The level of media hype this week far outstripped the scientific merits of this research, but, no doubt, will encourage the spending of countless dollars on a modality that the strongest evidence suggests is little more than a placebo. That concerns us, too. At a time when everyone is talking about how expensive our healthcare system is, we can’t afford to waste public resources, or our insurance premiums. Dr. Walker was quoted in USA Today this morning lamenting that “many insurance plans don’t cover acupuncture,” while they do cover the medication. Surely, all of this marketing wasn’t about money.

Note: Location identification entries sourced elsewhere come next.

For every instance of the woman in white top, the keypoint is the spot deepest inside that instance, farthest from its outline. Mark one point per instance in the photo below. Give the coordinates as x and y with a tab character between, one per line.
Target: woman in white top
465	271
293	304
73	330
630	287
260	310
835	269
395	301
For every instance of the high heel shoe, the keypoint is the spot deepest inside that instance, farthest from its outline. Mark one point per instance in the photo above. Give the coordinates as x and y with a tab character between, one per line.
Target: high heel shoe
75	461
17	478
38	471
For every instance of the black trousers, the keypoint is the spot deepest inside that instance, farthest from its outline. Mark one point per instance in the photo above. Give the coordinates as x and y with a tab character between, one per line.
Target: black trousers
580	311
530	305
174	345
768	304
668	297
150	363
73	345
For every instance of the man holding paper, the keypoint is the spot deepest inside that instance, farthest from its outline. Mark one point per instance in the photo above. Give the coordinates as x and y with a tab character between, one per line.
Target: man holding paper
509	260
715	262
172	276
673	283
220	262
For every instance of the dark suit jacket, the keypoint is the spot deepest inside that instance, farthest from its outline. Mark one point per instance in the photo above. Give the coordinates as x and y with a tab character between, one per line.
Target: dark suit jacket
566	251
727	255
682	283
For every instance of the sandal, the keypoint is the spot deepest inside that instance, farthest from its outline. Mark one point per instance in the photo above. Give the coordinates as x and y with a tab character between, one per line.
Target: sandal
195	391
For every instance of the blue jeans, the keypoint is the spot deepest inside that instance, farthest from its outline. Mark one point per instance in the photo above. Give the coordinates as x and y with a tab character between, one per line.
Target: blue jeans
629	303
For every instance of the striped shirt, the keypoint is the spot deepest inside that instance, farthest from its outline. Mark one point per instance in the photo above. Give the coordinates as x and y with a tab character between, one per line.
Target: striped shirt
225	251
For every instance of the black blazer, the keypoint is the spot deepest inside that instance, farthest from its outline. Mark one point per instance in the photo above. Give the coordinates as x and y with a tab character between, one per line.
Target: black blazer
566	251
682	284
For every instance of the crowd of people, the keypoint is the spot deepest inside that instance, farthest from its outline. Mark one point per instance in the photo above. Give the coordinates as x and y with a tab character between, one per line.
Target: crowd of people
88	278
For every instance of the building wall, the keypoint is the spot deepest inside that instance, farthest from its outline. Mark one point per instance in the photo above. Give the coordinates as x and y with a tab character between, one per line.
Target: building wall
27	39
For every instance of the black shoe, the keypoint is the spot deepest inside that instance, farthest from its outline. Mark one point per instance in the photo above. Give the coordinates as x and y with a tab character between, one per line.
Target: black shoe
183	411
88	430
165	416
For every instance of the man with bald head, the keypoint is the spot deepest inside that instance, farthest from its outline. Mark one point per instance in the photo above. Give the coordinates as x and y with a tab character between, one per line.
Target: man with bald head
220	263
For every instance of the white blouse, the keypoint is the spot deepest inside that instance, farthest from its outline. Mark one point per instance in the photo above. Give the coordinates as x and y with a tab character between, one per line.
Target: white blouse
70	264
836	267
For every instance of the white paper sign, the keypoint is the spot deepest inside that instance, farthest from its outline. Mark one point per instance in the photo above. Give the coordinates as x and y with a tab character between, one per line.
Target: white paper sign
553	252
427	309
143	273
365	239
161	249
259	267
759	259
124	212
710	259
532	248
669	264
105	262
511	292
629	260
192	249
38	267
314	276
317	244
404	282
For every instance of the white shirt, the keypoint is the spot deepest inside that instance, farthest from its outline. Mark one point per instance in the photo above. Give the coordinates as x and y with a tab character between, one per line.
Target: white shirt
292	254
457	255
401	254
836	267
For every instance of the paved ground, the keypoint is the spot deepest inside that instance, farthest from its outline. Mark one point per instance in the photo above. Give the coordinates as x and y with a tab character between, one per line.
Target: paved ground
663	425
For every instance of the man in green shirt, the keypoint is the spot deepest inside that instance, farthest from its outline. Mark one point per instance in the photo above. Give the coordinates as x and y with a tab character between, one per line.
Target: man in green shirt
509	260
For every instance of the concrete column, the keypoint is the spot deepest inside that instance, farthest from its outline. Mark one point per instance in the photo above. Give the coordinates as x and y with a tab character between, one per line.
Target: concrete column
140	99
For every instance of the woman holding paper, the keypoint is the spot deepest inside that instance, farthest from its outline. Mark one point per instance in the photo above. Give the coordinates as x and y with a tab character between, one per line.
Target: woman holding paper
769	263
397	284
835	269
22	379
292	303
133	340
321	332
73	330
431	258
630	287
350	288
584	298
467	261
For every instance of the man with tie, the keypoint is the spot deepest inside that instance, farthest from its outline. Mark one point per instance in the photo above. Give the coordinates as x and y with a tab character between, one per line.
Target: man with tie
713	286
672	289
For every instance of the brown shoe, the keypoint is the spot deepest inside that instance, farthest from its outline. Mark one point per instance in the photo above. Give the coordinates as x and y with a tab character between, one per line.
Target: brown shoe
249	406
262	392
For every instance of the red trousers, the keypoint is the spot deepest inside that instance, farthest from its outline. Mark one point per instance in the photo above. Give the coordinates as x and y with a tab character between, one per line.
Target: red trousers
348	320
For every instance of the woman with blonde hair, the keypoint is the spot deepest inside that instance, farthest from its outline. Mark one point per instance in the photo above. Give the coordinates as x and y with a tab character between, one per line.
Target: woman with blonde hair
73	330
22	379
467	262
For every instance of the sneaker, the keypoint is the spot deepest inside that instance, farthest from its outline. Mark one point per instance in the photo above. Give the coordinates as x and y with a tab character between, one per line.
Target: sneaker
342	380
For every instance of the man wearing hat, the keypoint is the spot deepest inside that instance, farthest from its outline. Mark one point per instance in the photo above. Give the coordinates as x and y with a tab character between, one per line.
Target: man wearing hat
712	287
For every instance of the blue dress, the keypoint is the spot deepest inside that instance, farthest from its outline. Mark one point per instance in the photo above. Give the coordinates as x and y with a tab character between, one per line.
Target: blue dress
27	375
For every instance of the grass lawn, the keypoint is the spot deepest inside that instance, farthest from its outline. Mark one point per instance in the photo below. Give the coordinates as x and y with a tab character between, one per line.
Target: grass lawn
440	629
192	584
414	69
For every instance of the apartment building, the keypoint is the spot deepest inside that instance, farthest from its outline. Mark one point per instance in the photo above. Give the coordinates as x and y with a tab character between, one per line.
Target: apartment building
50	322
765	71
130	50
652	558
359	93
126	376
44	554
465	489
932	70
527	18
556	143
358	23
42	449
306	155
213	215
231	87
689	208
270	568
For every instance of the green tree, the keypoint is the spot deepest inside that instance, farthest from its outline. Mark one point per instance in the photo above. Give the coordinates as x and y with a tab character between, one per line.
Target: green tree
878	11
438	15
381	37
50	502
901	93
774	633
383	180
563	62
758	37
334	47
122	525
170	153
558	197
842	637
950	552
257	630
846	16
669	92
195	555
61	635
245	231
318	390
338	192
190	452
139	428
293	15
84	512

Saddest is the false hope and misinformation that untold numbers of breast cancer patients heard this week, the subtle reinforcement of feelings of distrust and inferiority of their medical care and modern medicine, and the disservice these media stories provide by exploiting women at the most vulnerable time in their lives.

© 2008 Sandy Szwarc

* Sham acupuncture [from Dr. Edzard Ernst, M.D., Ph.D., FRCP, FRCPEd, in “Acupuncture—a critical analysis,” published in the Journal of Internal Medicine, February 2006]:

Sham devices allow patient-blinding and adequately control for placebo effects by closely mimicking real acupuncture and being physiologically inert. The common principle of these devices is that the sham acupuncture needle gives the impression of penetrating the skin whilst, in reality, it shortens under manual pressure similar to a ‘mini telescope’. Acupuncture-naive patients are therefore unable to tell the difference between these types of sham acupuncture and real acupuncture. Patient blinding in acupuncture trials is crucial not least because patients’ beliefs regarding the receipt of acupuncture bear a stronger relationship to pain perception than the specific effects of acupuncture. The new sham devices allow acupuncture trials to be conducted sham-controlled, patient-blind and evaluator-blind. The therapist will not, however, normally be masked as to treatment allocation, and this remains a source of potential bias.